For high-throughput workloads, run multiple concurrent requests:

import asyncio
from synapsekit import LLMConfig
from synapsekit.llm.cerebras import CerebrasLLM

llm = CerebrasLLM(LLMConfig(model="llama3.1-8b", api_key="csk-..."))

prompts = [
"Translate to Spanish: Hello world",
"Translate to French: Hello world",
"Translate to German: Hello world",
"Translate to Japanese: Hello world",
"Translate to Arabic: Hello world",
]

# Fire all requests concurrently
results = await asyncio.gather(*[llm.generate(p) for p in prompts])
for prompt, result in zip(prompts, results):
print(f"{prompt[:30]}{result}")
# Translate to Spanish: Hello w → Hola mundo
# Translate to French: Hello wo → Bonjour le monde
# ...

Cost tracking

from synapsekit.observability import CostTracker

tracker = CostTracker()
llm = CerebrasLLM(LLMConfig(model="llama3.1-70b", api_key="csk-..."))
llm.attach_tracker(tracker)

await llm.generate("Summarize the history of computing in 200 words.")
print(f"Cost: ${tracker.total_cost_usd:.6f}")

Custom base URL

llm = CerebrasLLM(
LLMConfig(model="llama3.1-70b", api_key="csk-..."),
base_url="http://localhost:8000/v1",
)

Parameters reference

ParameterDescription
modelCerebras model ID (e.g. llama3.1-70b)
api_keyYour Cerebras API key (starts with csk-)
temperatureSampling temperature (0.0–1.0)
max_tokensMaximum output tokens
base_urlCustom API base URL (default: https://api.cerebras.ai/v1)

Error handling

from synapsekit.exceptions import LLMError, RateLimitError, AuthenticationError

try:
response = await llm.generate("Hello")
except AuthenticationError:
print("Invalid API key — get one at cloud.cerebras.ai")
except RateLimitError as e:
print(f"Rate limited.

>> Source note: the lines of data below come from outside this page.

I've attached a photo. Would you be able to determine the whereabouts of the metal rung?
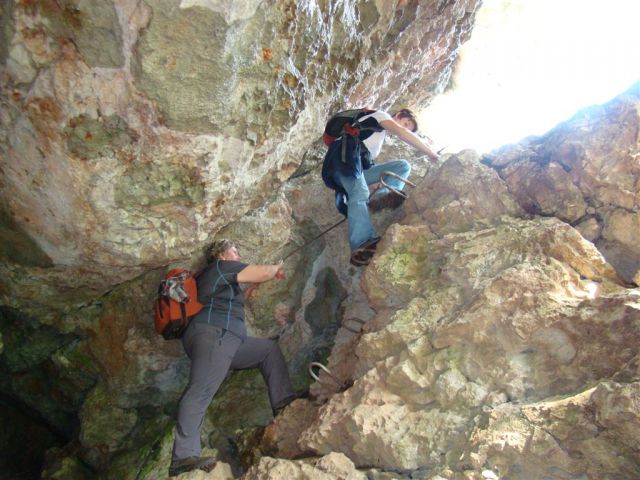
[309,362,346,390]
[380,171,416,198]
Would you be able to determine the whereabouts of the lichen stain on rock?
[63,115,138,160]
[114,163,204,208]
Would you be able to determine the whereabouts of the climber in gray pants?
[169,240,295,476]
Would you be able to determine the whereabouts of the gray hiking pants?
[173,322,293,460]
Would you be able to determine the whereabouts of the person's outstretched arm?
[380,120,438,162]
[237,262,284,283]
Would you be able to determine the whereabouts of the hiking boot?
[272,390,309,417]
[350,237,380,267]
[169,457,216,477]
[369,192,406,213]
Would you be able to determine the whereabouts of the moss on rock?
[64,115,137,160]
[114,163,204,208]
[0,209,53,268]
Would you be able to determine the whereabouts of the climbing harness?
[308,362,353,392]
[282,170,416,262]
[378,171,416,199]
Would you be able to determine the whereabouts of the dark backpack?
[322,108,384,146]
[155,268,203,340]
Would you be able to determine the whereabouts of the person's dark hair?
[391,108,418,133]
[205,238,236,262]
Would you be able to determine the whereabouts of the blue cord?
[216,260,234,330]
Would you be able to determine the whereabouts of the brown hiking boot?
[351,237,380,267]
[169,457,216,477]
[369,192,405,213]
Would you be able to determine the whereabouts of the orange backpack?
[155,268,202,340]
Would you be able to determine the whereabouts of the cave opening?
[418,0,640,153]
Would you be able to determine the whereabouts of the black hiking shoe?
[351,237,380,267]
[369,192,406,213]
[169,457,216,477]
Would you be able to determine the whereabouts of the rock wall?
[256,86,640,479]
[0,0,640,480]
[0,0,479,479]
[484,83,640,284]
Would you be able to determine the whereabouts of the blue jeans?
[333,160,411,251]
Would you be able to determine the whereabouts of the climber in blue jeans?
[322,109,438,266]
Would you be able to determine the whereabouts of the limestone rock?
[242,453,367,480]
[298,212,640,478]
[403,150,524,235]
[485,83,640,282]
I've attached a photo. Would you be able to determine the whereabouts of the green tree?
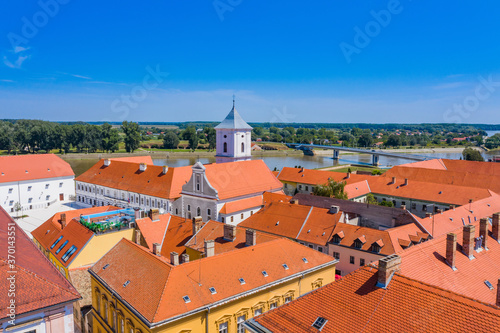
[121,120,141,153]
[462,148,484,162]
[203,127,217,150]
[313,179,348,200]
[163,131,179,149]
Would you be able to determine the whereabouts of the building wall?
[76,181,173,214]
[0,304,75,333]
[92,266,335,333]
[328,243,385,276]
[0,176,75,215]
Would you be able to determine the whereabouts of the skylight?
[50,236,62,249]
[313,317,328,331]
[56,239,69,254]
[484,280,494,290]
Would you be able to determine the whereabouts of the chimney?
[153,243,161,256]
[170,252,179,266]
[61,213,66,229]
[245,229,257,246]
[330,205,340,214]
[135,229,141,245]
[377,254,401,289]
[497,279,500,306]
[462,224,476,260]
[193,216,203,236]
[491,213,500,243]
[479,218,488,251]
[446,232,457,271]
[205,240,215,258]
[148,208,160,221]
[224,224,236,242]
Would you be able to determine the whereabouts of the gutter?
[89,259,339,326]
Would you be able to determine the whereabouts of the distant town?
[0,107,500,333]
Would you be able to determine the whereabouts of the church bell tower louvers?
[215,98,252,163]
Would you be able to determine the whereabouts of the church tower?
[215,97,252,163]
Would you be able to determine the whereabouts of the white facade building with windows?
[0,154,75,215]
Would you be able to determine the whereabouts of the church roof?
[215,104,252,130]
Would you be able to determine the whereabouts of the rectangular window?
[236,315,247,333]
[219,322,228,333]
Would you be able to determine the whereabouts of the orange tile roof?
[135,214,172,250]
[250,266,500,333]
[368,176,491,205]
[204,160,283,200]
[76,160,192,199]
[239,202,342,245]
[90,239,336,325]
[278,167,373,185]
[332,223,395,255]
[0,154,75,183]
[219,195,262,214]
[31,206,120,249]
[185,221,278,254]
[383,160,500,193]
[160,215,193,258]
[0,207,80,321]
[110,155,153,165]
[415,193,500,237]
[399,221,500,304]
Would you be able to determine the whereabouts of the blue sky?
[0,0,500,123]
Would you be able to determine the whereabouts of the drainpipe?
[205,306,210,333]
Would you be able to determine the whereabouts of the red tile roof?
[368,176,491,205]
[204,160,283,200]
[31,206,120,249]
[0,207,80,319]
[220,195,263,214]
[110,156,153,165]
[90,239,336,323]
[239,202,342,245]
[250,266,500,333]
[185,221,278,254]
[278,167,372,185]
[0,154,75,183]
[415,193,500,237]
[76,160,192,199]
[399,217,500,304]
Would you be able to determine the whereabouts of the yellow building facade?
[92,265,335,333]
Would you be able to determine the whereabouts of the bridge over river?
[287,144,432,166]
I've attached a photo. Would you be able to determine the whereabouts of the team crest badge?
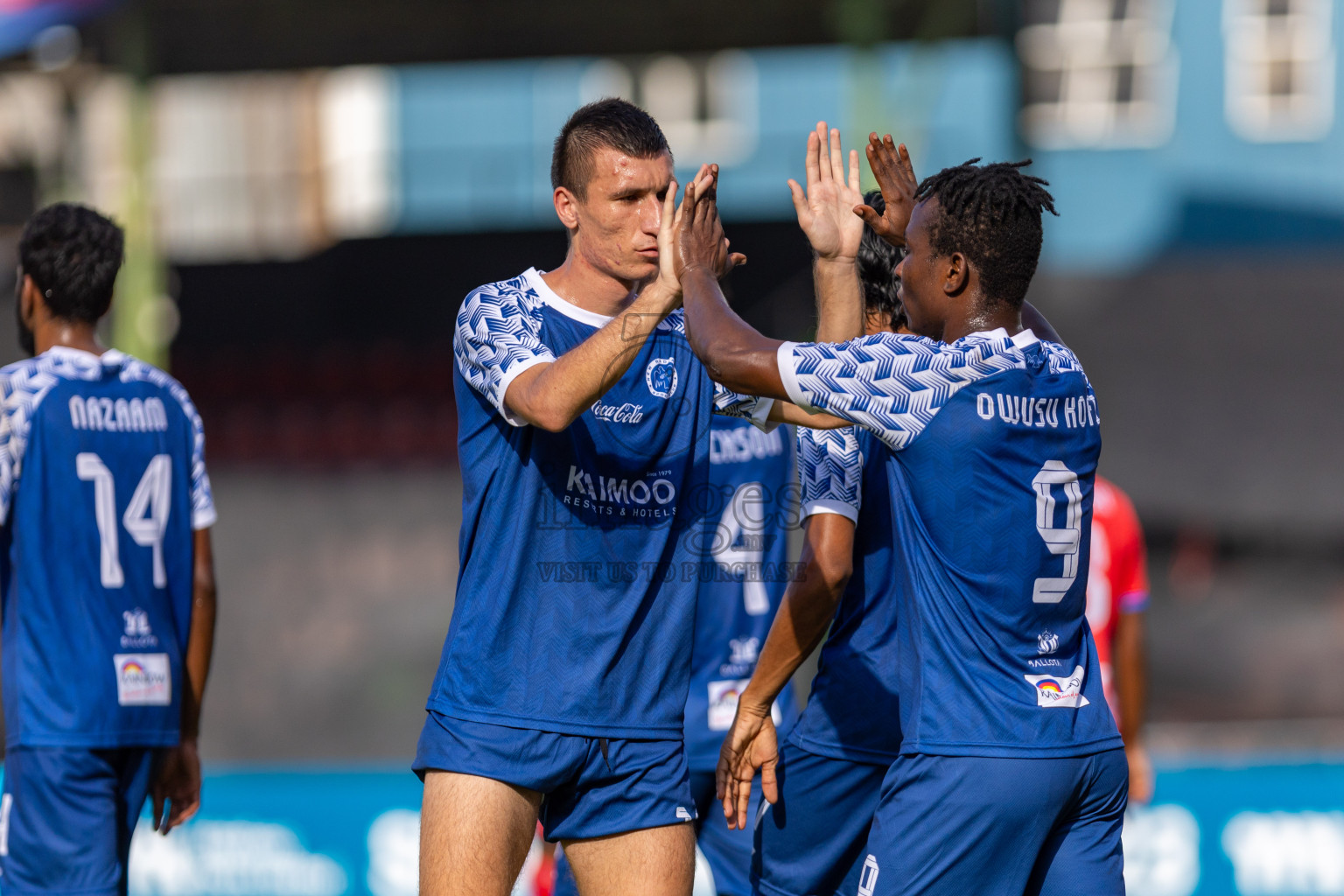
[644,357,676,397]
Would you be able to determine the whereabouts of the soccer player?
[676,149,1128,896]
[414,100,833,896]
[723,192,905,896]
[1088,474,1153,802]
[0,203,215,896]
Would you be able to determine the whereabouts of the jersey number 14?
[75,452,172,588]
[1031,461,1083,603]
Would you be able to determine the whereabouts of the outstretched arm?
[675,165,790,402]
[504,168,725,432]
[715,513,855,830]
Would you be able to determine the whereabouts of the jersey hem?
[488,346,555,427]
[424,700,684,740]
[900,735,1125,759]
[774,342,817,414]
[785,733,900,766]
[4,731,181,750]
[801,499,859,525]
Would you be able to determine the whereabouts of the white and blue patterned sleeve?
[0,376,27,525]
[184,399,219,530]
[714,383,778,432]
[453,278,555,426]
[798,426,863,522]
[778,333,1020,452]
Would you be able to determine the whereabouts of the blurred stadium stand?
[0,0,1344,896]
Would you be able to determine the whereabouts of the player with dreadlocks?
[676,135,1128,896]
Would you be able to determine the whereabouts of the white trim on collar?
[961,326,1040,348]
[523,268,612,326]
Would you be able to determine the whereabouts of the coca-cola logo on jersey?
[592,400,644,424]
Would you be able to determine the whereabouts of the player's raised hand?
[714,700,780,830]
[789,121,863,261]
[675,165,747,279]
[149,738,200,836]
[853,131,920,246]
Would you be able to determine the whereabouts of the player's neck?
[32,317,108,354]
[542,244,640,317]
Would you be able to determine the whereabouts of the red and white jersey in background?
[1088,475,1148,723]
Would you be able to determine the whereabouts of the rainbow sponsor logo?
[111,653,172,707]
[1023,666,1088,710]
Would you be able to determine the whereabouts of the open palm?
[789,121,863,259]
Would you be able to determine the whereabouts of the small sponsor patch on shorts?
[1023,666,1088,708]
[111,653,172,707]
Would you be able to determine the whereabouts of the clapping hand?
[674,165,747,279]
[789,121,863,261]
[853,133,920,247]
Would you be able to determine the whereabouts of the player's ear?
[552,186,579,230]
[942,253,970,296]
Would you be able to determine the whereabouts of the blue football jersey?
[427,269,770,738]
[789,427,900,763]
[0,348,215,747]
[778,329,1121,756]
[685,416,798,771]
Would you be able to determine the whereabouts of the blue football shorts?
[0,747,158,896]
[554,771,760,896]
[752,741,887,896]
[411,710,695,843]
[858,750,1129,896]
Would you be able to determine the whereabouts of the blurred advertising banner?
[109,763,1344,896]
[0,0,116,60]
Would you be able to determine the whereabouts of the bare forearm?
[766,402,853,430]
[682,268,789,402]
[181,529,216,738]
[1116,612,1148,745]
[504,289,674,431]
[812,256,863,342]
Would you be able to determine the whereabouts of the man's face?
[897,198,948,339]
[13,266,38,354]
[575,146,672,281]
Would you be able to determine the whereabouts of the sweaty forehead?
[592,146,672,192]
[906,196,938,243]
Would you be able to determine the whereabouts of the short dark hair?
[19,203,126,324]
[858,189,906,329]
[915,158,1059,308]
[551,98,672,198]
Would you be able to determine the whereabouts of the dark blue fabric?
[858,752,1129,896]
[752,743,887,896]
[411,710,695,841]
[427,271,766,738]
[0,747,156,896]
[789,430,900,763]
[685,415,798,774]
[554,773,760,896]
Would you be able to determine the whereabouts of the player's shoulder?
[102,352,200,424]
[654,308,685,336]
[1093,474,1138,527]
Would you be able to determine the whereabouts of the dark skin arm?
[676,165,790,402]
[149,529,216,836]
[1114,612,1153,802]
[715,513,855,830]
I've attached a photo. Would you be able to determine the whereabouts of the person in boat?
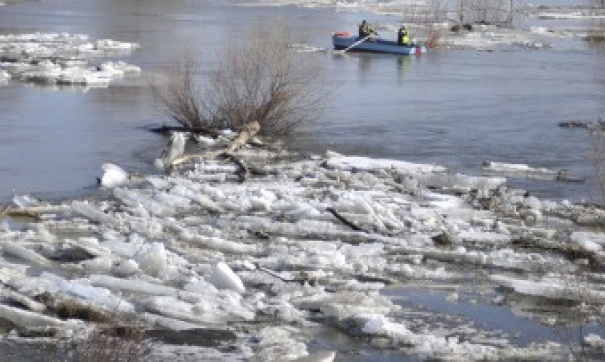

Retry after {e.retry_after}s")
except LLMError as e:
print(f"Cerebras error: {e}")
tip

Cerebras is ideal for latency-sensitive use cases like streaming chatbots, real-time code completion, and interactive agents. The extreme token throughput means users see meaningful output almost instantly.